CDC website accessed on March 19, 2014

 

4 Comments

  1. Peter Haslam March 22, 2014

    Should dentists be convened about exposure to human papilloma virus?

    Reply
    1. JCDA Oasis March 28, 2014

      On behalf of Dr. Nita Mazurat:

      HPV is a sexually transmitted disease with a strong association between oropharyngeal cancer and HPV.

      Two excellent resources for dentists are: Center for Disease Control (CDC) http://www.cdc.gov/hpv/ specifically, http://www.cdc.gov/std/hpv/stdFact-HPVandoralcancer.htm and the Organization for Safety, Asepsis, and Prevention (OSAP) website (search HPV).

      Reply
  2. Michael Saso March 26, 2014

    What do you mean by point #4 Ensure that the injury is a Significant Exposure? How do you determine this, and how is management changed based on the “significance” of the exposure?

    Reply
    1. JCDA Oasis March 28, 2014

      On behalf of Dr. Nita Mazurat:

      The term “Significant Exposure” is a term used mostly in Canada to identify occupational injuries associated with percutaneous or mucosal injuries with increased risk for transmission of bloodborne diseases. You may be more familiar with the term “sharps injuries” or ‘mucosal injuries’ (mostly to the eyes) with resultant need for the source to be asked to submit to blood testing. If the instrument causing injury has been contaminated with blood and there has been sufficient blood transmitted from the source to the exposed person then a cascade of events are triggered including a request of the source person for blood testing to determine their status for blood borne diseases including HBV, HCV, and mostly, HIV. The need for post-exposure prophylaxis will depend on the results of a risk assessment of the patient as well as the results of the blood testing. It is standard of practice in Canada to have oral healthcare workers vaccinated and tested for response to vaccine to protect against Hepatitis B, particularly since there is immunization available and the risk of transmission for Hepatitis B is approximately 30%. Unfortunately there are no vaccines available at this time to protect against Hepatitis C or HIV.

      Many injuries occur that are not “significant”, that is, where there is no body fluid involved or where there is insufficient blood or blood in body fluid to result in transmission. Although it is difficult to quantify “sufficient”, I have heard it described as being a ‘drop’ which is also difficult to quantify in a clinical environment.

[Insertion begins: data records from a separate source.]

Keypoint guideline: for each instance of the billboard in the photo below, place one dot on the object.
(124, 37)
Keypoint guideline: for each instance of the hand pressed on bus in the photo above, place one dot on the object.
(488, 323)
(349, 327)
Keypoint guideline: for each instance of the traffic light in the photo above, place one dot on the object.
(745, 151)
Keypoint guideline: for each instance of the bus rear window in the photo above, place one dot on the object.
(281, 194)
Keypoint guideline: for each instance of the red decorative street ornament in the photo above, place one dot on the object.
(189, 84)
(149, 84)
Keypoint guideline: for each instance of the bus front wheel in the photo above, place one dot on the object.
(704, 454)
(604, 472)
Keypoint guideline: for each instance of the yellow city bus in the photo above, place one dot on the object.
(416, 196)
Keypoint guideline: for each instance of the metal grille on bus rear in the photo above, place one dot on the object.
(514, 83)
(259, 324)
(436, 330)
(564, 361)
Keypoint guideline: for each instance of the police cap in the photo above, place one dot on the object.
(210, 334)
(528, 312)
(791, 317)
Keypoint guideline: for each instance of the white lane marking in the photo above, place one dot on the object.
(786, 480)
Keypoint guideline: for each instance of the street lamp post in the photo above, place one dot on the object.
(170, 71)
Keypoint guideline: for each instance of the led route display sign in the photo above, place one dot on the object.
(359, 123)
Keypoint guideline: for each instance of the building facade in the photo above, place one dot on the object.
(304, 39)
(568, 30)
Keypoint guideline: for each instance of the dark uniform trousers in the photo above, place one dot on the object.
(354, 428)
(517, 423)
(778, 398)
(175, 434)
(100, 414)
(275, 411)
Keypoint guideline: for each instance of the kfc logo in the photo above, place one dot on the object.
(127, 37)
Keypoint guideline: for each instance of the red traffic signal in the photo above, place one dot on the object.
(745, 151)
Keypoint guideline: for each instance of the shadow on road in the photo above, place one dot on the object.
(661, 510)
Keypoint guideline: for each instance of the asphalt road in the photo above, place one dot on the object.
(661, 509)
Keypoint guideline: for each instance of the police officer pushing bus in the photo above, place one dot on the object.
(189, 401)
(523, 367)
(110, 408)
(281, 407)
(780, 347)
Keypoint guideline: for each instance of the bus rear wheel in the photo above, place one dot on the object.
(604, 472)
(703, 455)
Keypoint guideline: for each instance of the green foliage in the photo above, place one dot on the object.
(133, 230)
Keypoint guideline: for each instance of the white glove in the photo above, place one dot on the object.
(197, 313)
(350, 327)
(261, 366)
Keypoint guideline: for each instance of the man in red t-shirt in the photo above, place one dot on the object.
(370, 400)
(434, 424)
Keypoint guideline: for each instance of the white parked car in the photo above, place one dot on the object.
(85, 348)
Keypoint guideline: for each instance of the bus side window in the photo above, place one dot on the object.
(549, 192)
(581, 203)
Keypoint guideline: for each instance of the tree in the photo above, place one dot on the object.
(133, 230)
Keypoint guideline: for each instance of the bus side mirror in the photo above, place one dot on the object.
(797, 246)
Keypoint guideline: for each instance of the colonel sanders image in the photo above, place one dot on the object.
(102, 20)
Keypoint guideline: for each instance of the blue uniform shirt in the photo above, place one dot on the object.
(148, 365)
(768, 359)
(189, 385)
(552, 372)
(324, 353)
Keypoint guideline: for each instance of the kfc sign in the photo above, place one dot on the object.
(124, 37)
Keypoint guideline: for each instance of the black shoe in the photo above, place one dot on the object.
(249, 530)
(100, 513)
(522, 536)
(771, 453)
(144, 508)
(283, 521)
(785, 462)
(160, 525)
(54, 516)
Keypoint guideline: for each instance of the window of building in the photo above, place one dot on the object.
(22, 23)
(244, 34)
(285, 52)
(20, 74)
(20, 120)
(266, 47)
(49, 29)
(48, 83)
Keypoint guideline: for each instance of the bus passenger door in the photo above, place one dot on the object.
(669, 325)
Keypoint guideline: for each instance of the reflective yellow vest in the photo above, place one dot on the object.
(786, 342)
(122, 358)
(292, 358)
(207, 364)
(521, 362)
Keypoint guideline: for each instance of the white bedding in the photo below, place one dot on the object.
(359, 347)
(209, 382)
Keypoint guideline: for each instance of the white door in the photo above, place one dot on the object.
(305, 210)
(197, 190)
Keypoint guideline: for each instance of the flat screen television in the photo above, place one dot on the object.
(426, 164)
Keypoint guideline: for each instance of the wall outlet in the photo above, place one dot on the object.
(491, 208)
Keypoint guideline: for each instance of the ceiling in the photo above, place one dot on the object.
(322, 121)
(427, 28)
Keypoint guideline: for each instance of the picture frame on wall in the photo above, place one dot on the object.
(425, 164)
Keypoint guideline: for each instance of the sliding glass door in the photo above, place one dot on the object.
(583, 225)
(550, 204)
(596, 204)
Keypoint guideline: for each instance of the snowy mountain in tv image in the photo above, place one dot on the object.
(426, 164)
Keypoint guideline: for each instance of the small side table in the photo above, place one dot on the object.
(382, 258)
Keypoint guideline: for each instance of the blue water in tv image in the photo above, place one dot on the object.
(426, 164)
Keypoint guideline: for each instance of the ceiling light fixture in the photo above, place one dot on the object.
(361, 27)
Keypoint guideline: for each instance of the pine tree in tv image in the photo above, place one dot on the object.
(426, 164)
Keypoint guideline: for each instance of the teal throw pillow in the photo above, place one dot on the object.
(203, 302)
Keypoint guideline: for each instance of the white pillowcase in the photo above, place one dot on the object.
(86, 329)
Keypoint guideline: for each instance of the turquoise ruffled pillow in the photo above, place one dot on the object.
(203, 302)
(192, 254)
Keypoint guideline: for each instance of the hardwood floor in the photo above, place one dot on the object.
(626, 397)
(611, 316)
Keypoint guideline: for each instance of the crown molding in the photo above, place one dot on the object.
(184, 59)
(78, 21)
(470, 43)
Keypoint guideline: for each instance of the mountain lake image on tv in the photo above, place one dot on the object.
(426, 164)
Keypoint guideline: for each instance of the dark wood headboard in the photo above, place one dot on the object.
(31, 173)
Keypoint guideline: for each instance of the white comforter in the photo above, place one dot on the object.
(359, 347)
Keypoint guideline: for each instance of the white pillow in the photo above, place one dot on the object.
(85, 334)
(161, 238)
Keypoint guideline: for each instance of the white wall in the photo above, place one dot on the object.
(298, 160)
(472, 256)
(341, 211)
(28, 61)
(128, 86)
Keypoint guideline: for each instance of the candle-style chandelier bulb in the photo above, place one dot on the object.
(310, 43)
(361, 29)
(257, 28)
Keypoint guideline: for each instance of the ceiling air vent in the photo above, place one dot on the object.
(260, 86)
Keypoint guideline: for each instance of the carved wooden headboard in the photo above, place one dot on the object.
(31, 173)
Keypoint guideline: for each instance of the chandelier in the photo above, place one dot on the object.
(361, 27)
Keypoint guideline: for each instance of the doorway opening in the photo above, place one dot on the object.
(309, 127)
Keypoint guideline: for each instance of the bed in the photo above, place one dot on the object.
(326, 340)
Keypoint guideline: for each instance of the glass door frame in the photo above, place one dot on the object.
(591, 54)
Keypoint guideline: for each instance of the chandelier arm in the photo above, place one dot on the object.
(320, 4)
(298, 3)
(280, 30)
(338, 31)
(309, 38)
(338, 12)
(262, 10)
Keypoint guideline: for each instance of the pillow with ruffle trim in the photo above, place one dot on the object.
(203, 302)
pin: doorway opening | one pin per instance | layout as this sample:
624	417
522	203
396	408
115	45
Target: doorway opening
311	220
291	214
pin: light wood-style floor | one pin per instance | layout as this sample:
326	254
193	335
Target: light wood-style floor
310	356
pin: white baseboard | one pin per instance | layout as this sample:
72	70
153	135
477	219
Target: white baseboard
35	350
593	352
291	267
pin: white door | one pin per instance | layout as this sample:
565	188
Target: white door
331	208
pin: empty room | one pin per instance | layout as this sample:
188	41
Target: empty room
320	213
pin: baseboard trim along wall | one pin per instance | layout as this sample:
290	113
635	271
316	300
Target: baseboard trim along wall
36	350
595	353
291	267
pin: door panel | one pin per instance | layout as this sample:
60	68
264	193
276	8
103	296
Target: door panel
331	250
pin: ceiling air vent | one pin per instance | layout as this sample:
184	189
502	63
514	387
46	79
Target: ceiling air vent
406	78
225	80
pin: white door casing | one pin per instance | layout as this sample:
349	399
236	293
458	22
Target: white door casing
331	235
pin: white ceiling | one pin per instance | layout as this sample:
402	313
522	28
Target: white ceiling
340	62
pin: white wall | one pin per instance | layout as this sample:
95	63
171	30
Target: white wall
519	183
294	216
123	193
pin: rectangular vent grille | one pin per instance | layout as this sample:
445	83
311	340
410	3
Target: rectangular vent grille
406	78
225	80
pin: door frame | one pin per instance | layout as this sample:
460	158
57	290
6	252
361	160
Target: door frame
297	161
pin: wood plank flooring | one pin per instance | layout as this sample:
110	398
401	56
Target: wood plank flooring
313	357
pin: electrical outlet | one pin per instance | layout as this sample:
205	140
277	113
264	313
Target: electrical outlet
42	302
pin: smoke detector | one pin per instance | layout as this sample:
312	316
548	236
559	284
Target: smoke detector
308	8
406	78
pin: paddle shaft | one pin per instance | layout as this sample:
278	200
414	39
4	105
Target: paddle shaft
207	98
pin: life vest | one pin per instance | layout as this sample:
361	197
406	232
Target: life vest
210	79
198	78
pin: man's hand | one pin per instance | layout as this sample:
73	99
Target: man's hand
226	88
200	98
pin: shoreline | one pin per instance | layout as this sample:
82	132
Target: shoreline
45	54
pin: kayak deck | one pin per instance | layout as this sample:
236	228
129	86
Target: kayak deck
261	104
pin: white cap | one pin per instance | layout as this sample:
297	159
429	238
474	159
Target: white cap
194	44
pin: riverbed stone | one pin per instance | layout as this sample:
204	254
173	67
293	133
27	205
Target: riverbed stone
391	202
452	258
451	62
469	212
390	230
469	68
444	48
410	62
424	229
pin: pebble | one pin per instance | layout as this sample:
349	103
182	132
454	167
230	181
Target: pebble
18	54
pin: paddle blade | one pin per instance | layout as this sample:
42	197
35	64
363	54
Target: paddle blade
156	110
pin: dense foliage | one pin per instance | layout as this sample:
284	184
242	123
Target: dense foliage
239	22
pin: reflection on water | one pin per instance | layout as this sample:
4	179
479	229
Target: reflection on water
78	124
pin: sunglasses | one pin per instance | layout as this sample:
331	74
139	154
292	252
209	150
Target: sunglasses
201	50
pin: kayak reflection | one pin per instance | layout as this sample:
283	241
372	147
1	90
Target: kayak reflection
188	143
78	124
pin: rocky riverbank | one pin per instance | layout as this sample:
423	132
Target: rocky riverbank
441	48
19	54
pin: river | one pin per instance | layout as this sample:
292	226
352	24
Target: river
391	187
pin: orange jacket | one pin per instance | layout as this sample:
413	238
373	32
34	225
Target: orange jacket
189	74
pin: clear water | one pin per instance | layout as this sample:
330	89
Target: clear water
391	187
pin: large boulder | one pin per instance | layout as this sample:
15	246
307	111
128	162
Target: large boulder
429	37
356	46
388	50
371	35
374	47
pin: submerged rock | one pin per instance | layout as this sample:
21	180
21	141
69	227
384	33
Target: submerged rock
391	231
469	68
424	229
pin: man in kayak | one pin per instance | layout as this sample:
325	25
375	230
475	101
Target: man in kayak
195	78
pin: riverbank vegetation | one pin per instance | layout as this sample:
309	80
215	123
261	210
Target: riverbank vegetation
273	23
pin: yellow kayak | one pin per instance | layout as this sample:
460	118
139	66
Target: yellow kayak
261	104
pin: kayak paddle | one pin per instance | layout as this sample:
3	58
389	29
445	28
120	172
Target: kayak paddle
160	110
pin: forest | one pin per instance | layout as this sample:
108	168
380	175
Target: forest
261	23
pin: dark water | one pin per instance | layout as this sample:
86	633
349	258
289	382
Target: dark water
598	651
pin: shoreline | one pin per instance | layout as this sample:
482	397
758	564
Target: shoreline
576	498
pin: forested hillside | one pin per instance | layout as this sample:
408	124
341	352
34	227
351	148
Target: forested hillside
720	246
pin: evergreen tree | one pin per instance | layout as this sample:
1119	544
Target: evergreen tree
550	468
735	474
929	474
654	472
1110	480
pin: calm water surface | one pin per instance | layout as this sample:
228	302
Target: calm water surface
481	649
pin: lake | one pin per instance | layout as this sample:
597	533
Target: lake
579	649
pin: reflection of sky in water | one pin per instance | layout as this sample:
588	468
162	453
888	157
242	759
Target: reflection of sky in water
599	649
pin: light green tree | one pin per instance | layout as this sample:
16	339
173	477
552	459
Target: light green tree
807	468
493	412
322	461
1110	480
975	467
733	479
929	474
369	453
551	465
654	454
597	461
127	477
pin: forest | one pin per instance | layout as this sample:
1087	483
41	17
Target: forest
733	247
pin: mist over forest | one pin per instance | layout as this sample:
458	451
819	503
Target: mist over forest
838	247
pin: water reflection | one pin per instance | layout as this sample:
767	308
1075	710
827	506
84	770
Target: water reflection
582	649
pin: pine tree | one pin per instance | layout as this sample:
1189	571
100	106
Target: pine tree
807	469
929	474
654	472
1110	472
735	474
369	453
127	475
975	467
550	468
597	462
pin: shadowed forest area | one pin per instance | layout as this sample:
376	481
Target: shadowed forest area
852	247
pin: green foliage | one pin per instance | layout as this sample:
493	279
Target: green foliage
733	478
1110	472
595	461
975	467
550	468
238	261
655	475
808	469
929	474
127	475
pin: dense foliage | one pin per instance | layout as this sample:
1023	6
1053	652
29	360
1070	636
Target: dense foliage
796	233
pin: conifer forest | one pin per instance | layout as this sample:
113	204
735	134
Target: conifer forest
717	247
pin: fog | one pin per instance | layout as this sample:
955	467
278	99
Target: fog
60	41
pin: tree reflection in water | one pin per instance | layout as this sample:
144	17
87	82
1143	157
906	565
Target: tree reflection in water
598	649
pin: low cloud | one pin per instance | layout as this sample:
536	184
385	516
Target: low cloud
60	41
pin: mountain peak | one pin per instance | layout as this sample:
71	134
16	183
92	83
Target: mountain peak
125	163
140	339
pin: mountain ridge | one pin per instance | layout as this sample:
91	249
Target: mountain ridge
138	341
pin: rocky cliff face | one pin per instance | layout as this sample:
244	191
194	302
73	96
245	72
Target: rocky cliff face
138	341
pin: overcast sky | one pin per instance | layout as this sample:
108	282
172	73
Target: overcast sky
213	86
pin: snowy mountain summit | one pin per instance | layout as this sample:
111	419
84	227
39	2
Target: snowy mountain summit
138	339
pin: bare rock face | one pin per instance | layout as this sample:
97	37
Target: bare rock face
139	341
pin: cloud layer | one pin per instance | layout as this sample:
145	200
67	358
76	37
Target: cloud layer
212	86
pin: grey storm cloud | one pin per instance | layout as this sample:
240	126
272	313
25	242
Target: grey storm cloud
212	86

If the exposed healthcare worker feels anxious about the injury, the source should be asked to be transported to a hospital setting for blood testing and the worker should have a baseline blood test done at that time. Post-exposure prophylaxis is most efficacious if started within 2 hours of the exposure.

      An injury from a contaminated needle is always considered a Significant Exposure whereas a very minor injury where there is no or only minor bleeding is considered a ‘near miss’ or an ‘incident’. All injuries should be documented to determine if there is a pattern of practices that should be reassessed.

      Post-exposure protocol should be part of an Office Infection Control policy, clearly documented in an office Infection and Prevention Control Manual including directions to the nearest hospital.